The Indian rupee is trading at record lows after a failed attempt by government officials to restore confidence in an economy that is teetering on disaster. Market participants are concerned about India’s ballooning account deficit, largely a result of the country’s massive trade imbalance. India, which is home to 1.2 billion, is heavily reliant on foreign capital, importing far more goods and services than it exports. Last week Indian Finance Minister Palaniappan Chidambaram vowed to cut the country’s account deficit from 4.8 percent of GDP to 3.7 percent by the end of the next fiscal year. His announcement failed to generate an immediate rally, as the Indian markets continue to plunge one week later.

The Mumbai Sunsex, India’s benchmark index, declined another 1.56 percent Monday to 18,307.52. Indian stocks have declined more than 3 percent over the past five days and more than 7.7 percent over the past month. The Indian rupee (INR) fell more than 2.2 percent against the US dollar Monday, and over the past five days has declined more than 4 percent. Year-to-date, the rupee has lost more than 12.5 percent against the greenback.

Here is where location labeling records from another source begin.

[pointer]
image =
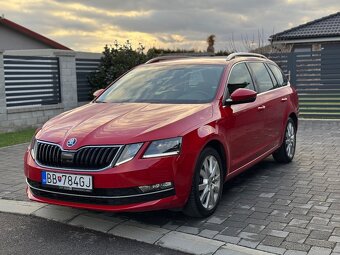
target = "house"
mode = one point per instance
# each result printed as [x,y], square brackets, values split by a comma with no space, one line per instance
[16,37]
[316,35]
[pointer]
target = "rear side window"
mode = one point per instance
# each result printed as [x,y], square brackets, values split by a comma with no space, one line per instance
[239,78]
[262,76]
[278,75]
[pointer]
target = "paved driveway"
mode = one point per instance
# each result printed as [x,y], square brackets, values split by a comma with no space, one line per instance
[284,209]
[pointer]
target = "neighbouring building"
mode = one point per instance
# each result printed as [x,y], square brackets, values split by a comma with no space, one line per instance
[319,34]
[16,37]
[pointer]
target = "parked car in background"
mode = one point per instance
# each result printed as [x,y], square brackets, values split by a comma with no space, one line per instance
[167,134]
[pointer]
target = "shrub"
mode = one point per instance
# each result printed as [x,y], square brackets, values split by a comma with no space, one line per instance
[120,58]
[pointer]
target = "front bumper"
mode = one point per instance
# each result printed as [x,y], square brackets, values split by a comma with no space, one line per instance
[115,189]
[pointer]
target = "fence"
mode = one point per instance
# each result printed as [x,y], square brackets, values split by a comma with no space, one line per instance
[84,67]
[316,76]
[36,85]
[31,81]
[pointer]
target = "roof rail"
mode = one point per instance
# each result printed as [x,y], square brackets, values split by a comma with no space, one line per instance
[164,58]
[178,56]
[244,54]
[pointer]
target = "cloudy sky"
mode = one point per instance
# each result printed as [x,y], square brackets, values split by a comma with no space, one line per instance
[88,25]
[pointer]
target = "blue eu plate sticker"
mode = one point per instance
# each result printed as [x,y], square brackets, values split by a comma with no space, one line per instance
[43,177]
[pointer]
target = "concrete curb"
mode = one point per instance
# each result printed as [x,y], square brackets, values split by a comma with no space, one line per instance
[129,229]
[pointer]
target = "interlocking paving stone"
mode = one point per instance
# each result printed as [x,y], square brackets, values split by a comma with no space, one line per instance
[293,252]
[294,237]
[321,235]
[319,250]
[295,246]
[300,199]
[272,241]
[271,249]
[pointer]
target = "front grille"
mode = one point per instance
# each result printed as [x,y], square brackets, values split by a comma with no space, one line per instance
[86,158]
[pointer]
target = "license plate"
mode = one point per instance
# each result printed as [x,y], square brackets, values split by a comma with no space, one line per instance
[67,181]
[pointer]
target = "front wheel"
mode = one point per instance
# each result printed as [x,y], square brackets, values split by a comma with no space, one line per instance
[286,152]
[207,185]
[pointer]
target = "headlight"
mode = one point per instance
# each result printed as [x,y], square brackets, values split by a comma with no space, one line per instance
[128,153]
[33,146]
[165,147]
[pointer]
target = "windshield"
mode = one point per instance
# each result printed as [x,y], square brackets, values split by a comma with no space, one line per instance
[166,84]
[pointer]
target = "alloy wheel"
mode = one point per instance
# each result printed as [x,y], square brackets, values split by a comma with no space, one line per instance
[210,183]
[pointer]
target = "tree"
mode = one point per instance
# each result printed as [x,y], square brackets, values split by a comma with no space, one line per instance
[211,42]
[116,61]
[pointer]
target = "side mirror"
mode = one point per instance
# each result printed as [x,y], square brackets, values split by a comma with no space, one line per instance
[241,96]
[97,92]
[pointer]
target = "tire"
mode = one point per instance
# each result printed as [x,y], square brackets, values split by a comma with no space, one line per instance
[207,186]
[286,152]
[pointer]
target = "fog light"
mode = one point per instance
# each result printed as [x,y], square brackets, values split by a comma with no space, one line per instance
[156,187]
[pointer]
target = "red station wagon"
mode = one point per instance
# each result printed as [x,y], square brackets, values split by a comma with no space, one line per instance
[167,134]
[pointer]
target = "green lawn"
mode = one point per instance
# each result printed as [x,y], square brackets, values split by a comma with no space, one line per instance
[23,136]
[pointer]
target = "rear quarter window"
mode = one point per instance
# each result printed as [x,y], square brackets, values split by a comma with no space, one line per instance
[261,75]
[281,80]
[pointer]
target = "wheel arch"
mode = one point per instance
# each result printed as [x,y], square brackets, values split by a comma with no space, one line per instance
[293,116]
[219,147]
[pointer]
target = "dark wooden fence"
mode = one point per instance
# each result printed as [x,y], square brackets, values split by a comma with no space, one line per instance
[316,75]
[31,81]
[84,68]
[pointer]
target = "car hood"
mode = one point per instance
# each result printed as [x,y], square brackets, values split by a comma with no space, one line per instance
[123,123]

Precipitating India’s fall are talks of tighter US monetary policy, as speculation over Federal Reserve bond tapering continues to grip the markets. The benchmark US indices have declined to their lowest levels since last year, as investors hedge their bets against higher lending rates and reduced stimulus.

Like Finance Minister Chidambaram, Indian Prime Minister Manmohan Singh has failed to restore faith in the economy. Despite attempts to reassure investors the government has enough foreign reserves to defend the fledgling rupee, India’s rising inflation, massive trade deficit and slowing economy have counteracted any attempt to shore up confidence.

Indian policymakers have introduced a series of measures to save the rupee from further debasement, including limiting the import of gold and restricting the amount of money Indian citizens and corporations can take out of the country.